The second module computes co-expression importance score (CIS) for each gene using n-fold cross-validation-like approach where all experiments are partitioned into mutually exhaustive and exclusive folds of same size. For each fold, we cut the hierarchical clustering dendrogram (generated using a Spearman correlation matrix after leaving out fold-specific experiments) to obtain gene-modules. Next, fold-level CIS for each gene is computed as mean squared Pearson correlation using fold-specific experiments only. Finally, the fold-level gene specific CIS values are aggregated using Tukey biweight mean to compute CIS.

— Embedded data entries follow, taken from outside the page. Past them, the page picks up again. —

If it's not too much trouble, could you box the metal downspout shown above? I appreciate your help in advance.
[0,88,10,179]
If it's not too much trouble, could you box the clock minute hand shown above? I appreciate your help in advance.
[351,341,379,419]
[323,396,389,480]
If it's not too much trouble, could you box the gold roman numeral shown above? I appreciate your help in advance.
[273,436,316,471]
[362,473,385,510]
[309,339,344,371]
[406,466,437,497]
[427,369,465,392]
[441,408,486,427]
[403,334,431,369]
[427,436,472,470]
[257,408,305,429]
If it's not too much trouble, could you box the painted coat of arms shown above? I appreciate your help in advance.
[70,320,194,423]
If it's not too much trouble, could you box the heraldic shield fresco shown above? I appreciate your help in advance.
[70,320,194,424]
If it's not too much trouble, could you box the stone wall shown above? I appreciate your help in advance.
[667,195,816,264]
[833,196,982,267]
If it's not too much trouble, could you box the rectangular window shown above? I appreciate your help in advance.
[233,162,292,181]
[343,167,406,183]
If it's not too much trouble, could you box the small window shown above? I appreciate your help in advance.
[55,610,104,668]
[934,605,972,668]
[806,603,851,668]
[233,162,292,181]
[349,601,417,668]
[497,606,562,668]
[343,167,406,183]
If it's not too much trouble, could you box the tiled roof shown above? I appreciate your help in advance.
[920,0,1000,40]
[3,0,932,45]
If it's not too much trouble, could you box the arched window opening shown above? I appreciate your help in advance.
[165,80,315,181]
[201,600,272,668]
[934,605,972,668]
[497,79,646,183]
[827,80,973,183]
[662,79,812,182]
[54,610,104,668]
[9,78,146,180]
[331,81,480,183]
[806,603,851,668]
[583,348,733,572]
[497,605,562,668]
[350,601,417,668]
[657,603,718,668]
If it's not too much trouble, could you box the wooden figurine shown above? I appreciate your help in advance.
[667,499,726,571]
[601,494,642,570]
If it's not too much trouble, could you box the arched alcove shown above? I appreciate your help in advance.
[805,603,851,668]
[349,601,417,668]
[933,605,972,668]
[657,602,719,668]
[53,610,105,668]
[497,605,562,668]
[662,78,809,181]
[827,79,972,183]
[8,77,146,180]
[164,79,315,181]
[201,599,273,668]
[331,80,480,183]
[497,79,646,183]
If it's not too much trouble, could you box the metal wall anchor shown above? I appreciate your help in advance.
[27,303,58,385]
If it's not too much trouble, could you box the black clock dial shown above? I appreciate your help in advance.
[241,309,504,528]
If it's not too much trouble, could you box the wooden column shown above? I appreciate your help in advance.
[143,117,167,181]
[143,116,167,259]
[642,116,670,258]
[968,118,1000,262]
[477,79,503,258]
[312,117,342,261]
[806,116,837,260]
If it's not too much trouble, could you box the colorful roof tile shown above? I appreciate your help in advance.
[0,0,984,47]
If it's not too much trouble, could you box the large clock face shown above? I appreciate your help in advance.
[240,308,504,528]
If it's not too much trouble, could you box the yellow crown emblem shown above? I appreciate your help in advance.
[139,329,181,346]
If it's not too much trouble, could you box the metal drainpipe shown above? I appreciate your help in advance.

A composite importance score for each individual gene is computed by taking mean squared ranks of CIS and DIS. 

The third module utilizes pathway annotations from Molecular Signature Database (MSigDB v 4.0, http://www.broadinstitute.org/gsea/msigdb/index.jsp). The gene selection is updated iteratively by identifying best inclusion and best exclusion gene candidates such that all pathways (C2:CP) are represented by at least three genes.

The extrapolation module computes the transformation matrix that can be used to extrapolate the expression fold-changes of unselected genes from expression from selected genes. This matrix is derived using principal component regression where primary principal component constructed from selected gene data matrix are regressed. Just like regularized regression, this approach avoids over fitting but is computationally less intensive while working with high-dimensional data.

Lastly, in the performance evaluation module, the Tox21 Working Group computed several gene-level, pathway-level metrics to assess the extrapolation capability of a given selection.

This method uses publicly available human gene expression data and computes a score for every gene where the score represents a gene’s importance in representing the transcriptional diversity, correlation of gene expression with other genes, and known pathway annotation.

The Tox21 Working Group performed 20-fold cross validation and tested the performance using a variety of parameters including Pearson correlation (gene expression fold change values), concordance rate (pathway activity calls), and significance overlap (top differentially expressed genes), where the actual microarray data from the test set were compared to the extrapolated data generated by our method. Results indicate that our method can select 1500 genes with full pathway coverage and can predict the gene expression of rest of the transcriptome with high accuracy (average Pearson correlation of 0.79, concordance rate of 0.84, significance overlap of 0.5, all of which significantly exceeded the performance of randomly selected gene sets of equal size). The performance was evaluated on large Affymetrix data sets of rat gene expression, and then the approach was executed on the entire human Affymetrix curated GEO data sets and a list of 1500 (S1500) genes was selected. Inclusion of nominated genes was evaluated and included where performance was enhanced. The performance of the finalized “S1500” (1500 + nominated genes) gene set will be additionally evaluated on an independent external data set of human gene expression data.